Intellectual Community and the Chains of Subordination and Flattery
Afghanistan has gone through many periods of collapse, not just in the political sphere but also in social, economic, and cultural areas. This repeated downfall of the country reflects the failure of both the political leaders and the intellectual classes. Intellectuals are usually a driving force for progress and prosperity in a society, but in Afghanistan they have been so ineffective that it almost seems like there are no intellectuals present.
An intellectual is someone who brings hope and progress to society even in difficult times. Despite all the attempts to create a more enlightened society in Afghanistan, it has failed due to people pretending to be intellectuals and taking advantage of the situation. The biggest question now is, who has misused the concept of the intellectual in the past 20 years? Who have foreign entities been paying the allocated budgets to?
Many intellectuals and poets in Afghanistan died in poverty and misery without any active intellectual or cultural institutions offering them assistance until their deaths.
Enlightenment in Afghanistan with an Emphasis on Gramsci’s Theory
In modern capitalist societies, intellectuals have been the most influential in challenging the power of money and violence. They have educated the public, broken down barriers to progress, opposed monopolies, and led movements for justice. It is the intellectuals who have used their knowledge to benefit society and build strong nations.

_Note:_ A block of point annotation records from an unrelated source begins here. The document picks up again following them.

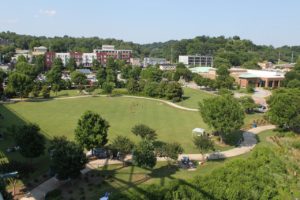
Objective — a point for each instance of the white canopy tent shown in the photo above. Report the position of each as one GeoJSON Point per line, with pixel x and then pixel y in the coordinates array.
{"type": "Point", "coordinates": [198, 131]}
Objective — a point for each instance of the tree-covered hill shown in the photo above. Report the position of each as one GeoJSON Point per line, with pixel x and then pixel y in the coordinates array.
{"type": "Point", "coordinates": [237, 51]}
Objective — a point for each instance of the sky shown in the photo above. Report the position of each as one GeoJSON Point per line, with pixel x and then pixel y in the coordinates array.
{"type": "Point", "coordinates": [268, 22]}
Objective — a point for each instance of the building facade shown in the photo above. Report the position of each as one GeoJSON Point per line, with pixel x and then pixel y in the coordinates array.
{"type": "Point", "coordinates": [109, 51]}
{"type": "Point", "coordinates": [154, 61]}
{"type": "Point", "coordinates": [196, 60]}
{"type": "Point", "coordinates": [88, 58]}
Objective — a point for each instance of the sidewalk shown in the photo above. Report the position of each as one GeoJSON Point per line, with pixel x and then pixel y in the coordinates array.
{"type": "Point", "coordinates": [247, 145]}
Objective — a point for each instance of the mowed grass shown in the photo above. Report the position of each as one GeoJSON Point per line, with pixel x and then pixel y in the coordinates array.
{"type": "Point", "coordinates": [59, 117]}
{"type": "Point", "coordinates": [192, 97]}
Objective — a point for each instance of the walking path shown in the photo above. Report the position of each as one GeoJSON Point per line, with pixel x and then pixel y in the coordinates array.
{"type": "Point", "coordinates": [246, 146]}
{"type": "Point", "coordinates": [125, 96]}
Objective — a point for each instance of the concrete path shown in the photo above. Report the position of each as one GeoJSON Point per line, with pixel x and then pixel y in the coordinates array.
{"type": "Point", "coordinates": [246, 146]}
{"type": "Point", "coordinates": [260, 95]}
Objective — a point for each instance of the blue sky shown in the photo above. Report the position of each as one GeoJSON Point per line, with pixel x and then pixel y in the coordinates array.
{"type": "Point", "coordinates": [270, 22]}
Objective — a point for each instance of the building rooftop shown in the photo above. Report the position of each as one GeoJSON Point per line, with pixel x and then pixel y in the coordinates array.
{"type": "Point", "coordinates": [201, 69]}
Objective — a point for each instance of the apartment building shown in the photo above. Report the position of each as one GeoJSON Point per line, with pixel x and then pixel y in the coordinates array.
{"type": "Point", "coordinates": [154, 61]}
{"type": "Point", "coordinates": [196, 60]}
{"type": "Point", "coordinates": [109, 51]}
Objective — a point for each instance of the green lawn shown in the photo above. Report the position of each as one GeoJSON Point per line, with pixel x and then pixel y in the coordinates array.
{"type": "Point", "coordinates": [116, 178]}
{"type": "Point", "coordinates": [192, 97]}
{"type": "Point", "coordinates": [59, 117]}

Antonio Gramsci, the Italian Marxist theorist, divided intellectuals into two categories: traditional intellectuals and organic intellectuals. Gramsci argued that traditional intellectuals advocate for the dominant classes, often flattering them in order to benefit from the relationship. They also work to make the thoughts, beliefs, decisions, and even injustices of the dominant classes seem correct, thus preventing the masses from being aware of the power and wealth of the ruling class. Data shows that Afghanistan has more cultural organizations that play the role of enlightenment than any other country, which has had a negative effect on the formation and activity of social–popular movements, making them ineffective.
Organic intellectuals are those who break away from the ruling class, join patriotic groups, and take on the responsibility of developing culture. Culture development is the process of transforming from an imperfect state to a perfect one, or from a primitive and chaotic society to a lawful, enlightened, civil, and prosperous society. These intellectuals act as the “locomotives“ of this process. In Afghanistan, however, despite 20 years of democratic government, such intellectuals have not emerged. Instead, inexperienced people have been used by the dominant class to justify their actions. Therefore, if Afghanistan lacks intellectual institutions or enlightened individuals today, it is due to the lack of culture–building institutions and organic and provident intellectuals in the past. If individuals remain in the chains of subordination and flattery, they will not only fail to create culture, but will also perpetuate the chains of captivity.
Gramsci believed that intellectuals should spread awareness among the masses. He proposed two types of intellectuals: traditional intellectuals, who spread the political ideas of the ruling class, and organic intellectuals, who are more effective in educating the masses. It is clear that Afghanistan has more traditional intellectuals than organic intellectuals, and so has not been as successful in educating the masses.